Direct-to-consumer shoe brand Bucketfeet wants to allow any artist to create an interesting shoe design. And it’s take one more step in that direction, by moving its production fully on-demand and opening up its site to support hundreds of new designs submitted by its artist community.
After more than five years of building a brand around unique collections and designs on its sneakers, the company is taking its business fully on-demand and printing sneakers as they’re ordered. Not only does that eliminate the high cost of storage and holding inventory, but also enables the company to make a huge number of new designs available to consumers.
This is a natural progression for Bucketfeet’s business, which started as a traditional brand selling to retailers but over time has moved to a direct-to-consumer business model. While selling wholesale to massive retail locations might have given the company some predictability in terms of how much of whatever style of show it might produce, it also put constraints on Bucketfeet’s ability to be innovative, according to co-founder Raaja Nemani.
“With wholesale, you’re making three collections a year and up to 5,000 pairs per style,” Nemani said. But with its new model, Bucketfeet will be able to offer up hundreds of different styles, while only making its shoes once a customer buys one.
That increases the cost per shoe manufactured, since Bucketfeet isn’t getting the benefit of volume production costs. But Nemani explained that the company can make up some of those costs in transportation, import taxes and storage since each shoe is shipped direct to consumer, rather than moving en masse through customs and various warehouses.
As a result Bucketfeet is able to keep its sneakers priced at $85 each, while still offering up more designs from its artists and passing on a large share of royalties to those whose designs become most popular.

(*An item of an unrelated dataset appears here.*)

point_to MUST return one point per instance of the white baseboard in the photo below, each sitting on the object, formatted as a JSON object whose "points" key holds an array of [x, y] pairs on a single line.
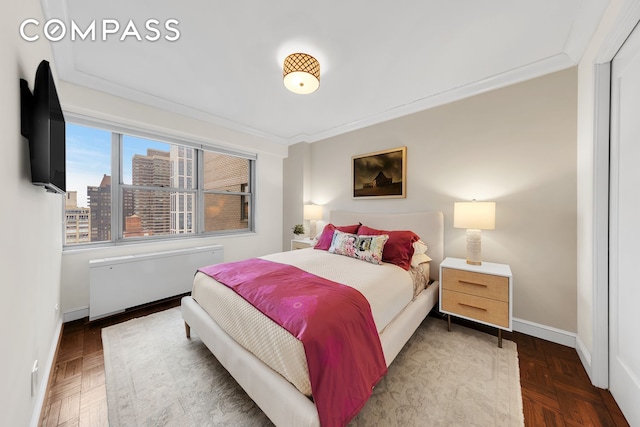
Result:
{"points": [[545, 332], [44, 379], [76, 314]]}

Over the years Bucketfeet has amassed a community of some 40,000 artists who have submitted design proposals, but it has only produced shoes from about 400 of those. With its new on-demand model, the company will be launching with 100 new designs on day one, and Nemani says it could add as many as 25 to 100 artists each day.
Because there will be so many more designs to choose from, the company is looking to artists to help promote their own designs and it’s incentivizing them to do so. Bucketfeet is raising the artist commission for each sale from $1 to $10, which means they could make a lot more money if their designs are successful.
“We have a reach of almost a million people, but our artists have a reach of 200 million people in aggregate,” Nemani said.
In the end, he foresees a day where anyone will be able to submit a design and have it produced by Bucketfeet. But even if it never sells, there’s little cost associated with having an unpopular design on the site, since the company doesn’t actually manufacture a shoe until someone buys it.